Once again, bring those legs to a 90 degree position. Push the knees together and ankles together. Try to keep them here. And then I want you to inhale as you roll over towards your left. Beautiful.

And exhale as you pull to the center. Again, inhale to the opposite side. Exhale to the center.

And what we're looking to do is keep the shoulder down. So as I roll-- as an example-- to my right side, I want that left shoulder staying down towards the ground. If it starts to pull up like this, you know you're going too far. And just go side to side.

Inhale and exhale. The other thing to look at is that when people roll to the side, they tend to pull the knees in towards the armpit more. This kind of lessens the blow. So try to keep the knees right above the hips, even when you go to the side.

And just go back and forth. Just a few more seconds here, you guys. You're doing great. Last few. Come on. Last one. Beautiful.

This time we release those legs down, I want you just to lift the hips up for just a second. And then just breathe for me. Beautiful.

From here, take the hands behind the head. The next exercise we're going to be doing is called the Bicycle, cycling the legs to the opposite arms. So we get the legs up 90 degrees, and then we go here. We just take it opposite side, cycling the legs out. Elbow to opposite knee. Let it happen.

If you get tired, or if this is already way too tough for you, put your feet down here and just lift the foot from the ground to the opposite knee.

If you want even more challenge from this position, you could release the arm outside the leg and then go to the opposite side. Exhale and inhale. Exhale and inhale. Continue this. We're doing it for 45 seconds, you guys. Beautiful.

We're working into the obliques now, the sides of your belly. We started with the lower abs. We're working through your side abs. And then we're going to finish off with the upper abs. Come on. I'm going to finish strong.

Let's go-- cycling, full extension of that leg. Come on-- for 2, for 1. And you pause. Beautiful.

Again, hands by your sides, press those hips up, open up that which was just closed. And then bring it on down again. I love it. You're doing a great job at home, you guys. Keep going with me now.

Last one is a crunch. Hands go behind the head. Feet can be on the ground, feet at 90 degrees or even feet up in the air if you want. And simply crunch toward the sky. Imagine you have a ball in between your chin and your chest here, and you don't want your head to crank in. And you just crunch.

If this becomes too tough, bend to 90 degrees. Elbows up and out. Release.

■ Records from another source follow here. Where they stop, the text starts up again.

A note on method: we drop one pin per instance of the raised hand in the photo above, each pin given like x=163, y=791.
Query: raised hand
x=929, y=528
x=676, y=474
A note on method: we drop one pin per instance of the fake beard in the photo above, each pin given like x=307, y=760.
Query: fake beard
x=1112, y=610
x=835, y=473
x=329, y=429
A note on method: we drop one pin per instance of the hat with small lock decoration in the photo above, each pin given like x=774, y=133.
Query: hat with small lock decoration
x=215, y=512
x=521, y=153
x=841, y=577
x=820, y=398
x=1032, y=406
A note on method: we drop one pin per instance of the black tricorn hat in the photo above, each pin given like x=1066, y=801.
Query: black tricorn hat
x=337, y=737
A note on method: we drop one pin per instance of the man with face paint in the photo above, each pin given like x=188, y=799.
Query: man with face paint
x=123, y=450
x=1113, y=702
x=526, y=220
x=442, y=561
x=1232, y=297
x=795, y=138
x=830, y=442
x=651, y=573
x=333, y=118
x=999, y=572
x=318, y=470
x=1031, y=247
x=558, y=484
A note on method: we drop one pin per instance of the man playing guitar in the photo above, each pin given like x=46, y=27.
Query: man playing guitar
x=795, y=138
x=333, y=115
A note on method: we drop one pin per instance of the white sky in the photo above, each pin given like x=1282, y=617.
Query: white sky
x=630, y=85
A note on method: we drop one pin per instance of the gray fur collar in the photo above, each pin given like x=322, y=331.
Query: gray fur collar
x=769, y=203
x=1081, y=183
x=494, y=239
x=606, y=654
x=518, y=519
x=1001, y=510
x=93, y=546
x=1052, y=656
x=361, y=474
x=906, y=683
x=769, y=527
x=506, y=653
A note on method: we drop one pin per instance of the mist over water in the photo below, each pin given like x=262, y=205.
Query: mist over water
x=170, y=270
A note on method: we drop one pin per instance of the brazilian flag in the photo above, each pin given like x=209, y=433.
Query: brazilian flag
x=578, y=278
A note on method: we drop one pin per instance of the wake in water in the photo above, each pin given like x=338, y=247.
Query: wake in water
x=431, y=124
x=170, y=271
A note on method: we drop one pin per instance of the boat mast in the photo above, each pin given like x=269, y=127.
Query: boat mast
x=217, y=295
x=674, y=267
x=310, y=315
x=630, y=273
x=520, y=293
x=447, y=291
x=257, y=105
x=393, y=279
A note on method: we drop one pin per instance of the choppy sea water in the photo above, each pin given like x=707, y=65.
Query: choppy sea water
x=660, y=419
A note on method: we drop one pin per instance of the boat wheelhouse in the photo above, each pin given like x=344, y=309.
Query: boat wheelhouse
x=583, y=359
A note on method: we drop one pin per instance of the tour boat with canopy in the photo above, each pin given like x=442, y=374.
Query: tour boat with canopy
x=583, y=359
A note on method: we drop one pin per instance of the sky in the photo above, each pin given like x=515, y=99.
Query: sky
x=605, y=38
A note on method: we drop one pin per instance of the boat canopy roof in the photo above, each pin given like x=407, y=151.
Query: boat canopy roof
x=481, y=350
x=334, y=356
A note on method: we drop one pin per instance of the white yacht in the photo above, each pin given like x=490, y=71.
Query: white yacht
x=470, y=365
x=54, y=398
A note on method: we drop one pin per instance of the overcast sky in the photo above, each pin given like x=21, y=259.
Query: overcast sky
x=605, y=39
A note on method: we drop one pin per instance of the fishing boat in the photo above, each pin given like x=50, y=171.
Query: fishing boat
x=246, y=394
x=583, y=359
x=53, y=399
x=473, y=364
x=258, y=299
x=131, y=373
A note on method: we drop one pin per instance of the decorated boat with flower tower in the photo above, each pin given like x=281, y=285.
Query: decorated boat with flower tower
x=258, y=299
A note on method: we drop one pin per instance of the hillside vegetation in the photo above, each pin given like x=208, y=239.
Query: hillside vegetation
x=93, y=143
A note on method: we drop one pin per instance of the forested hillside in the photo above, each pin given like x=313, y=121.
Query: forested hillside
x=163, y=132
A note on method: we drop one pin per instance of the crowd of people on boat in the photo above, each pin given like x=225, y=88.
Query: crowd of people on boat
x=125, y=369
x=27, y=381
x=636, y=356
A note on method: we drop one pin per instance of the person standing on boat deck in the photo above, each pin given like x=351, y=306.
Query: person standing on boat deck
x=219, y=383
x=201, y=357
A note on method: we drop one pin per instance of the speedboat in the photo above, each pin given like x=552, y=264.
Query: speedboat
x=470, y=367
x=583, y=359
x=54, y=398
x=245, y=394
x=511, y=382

Take the momentum out of the equation, folks. We want to be strong. We want to be controlled. We want to be disciplined.

If this becomes too much, put the feet on the ground. It's called down-shifting. And then finish with a strong crunch here. Come on. Chin off the chest. Elbows out wide. If you need to go here, because you get fatigued for whatever reason, do it.

This is putting a little more challenge into it. Elbows out wide. You can do this. We've got about 10 seconds. Ready to finish strong with me? Come on. Let's go. Finish strong. Breathe. Muscles lift you. Muscles lower you. In 3, in 2 and 1. That's awesome.

Gently release. Arms overhead. Stretch here for a second. Take the arms to the side, let your knees roll. Come back to the center. Let them roll to the other side. Come on in. Hug the knees in. Rock yourself up. And you just completed a 5 minute easy abs routine.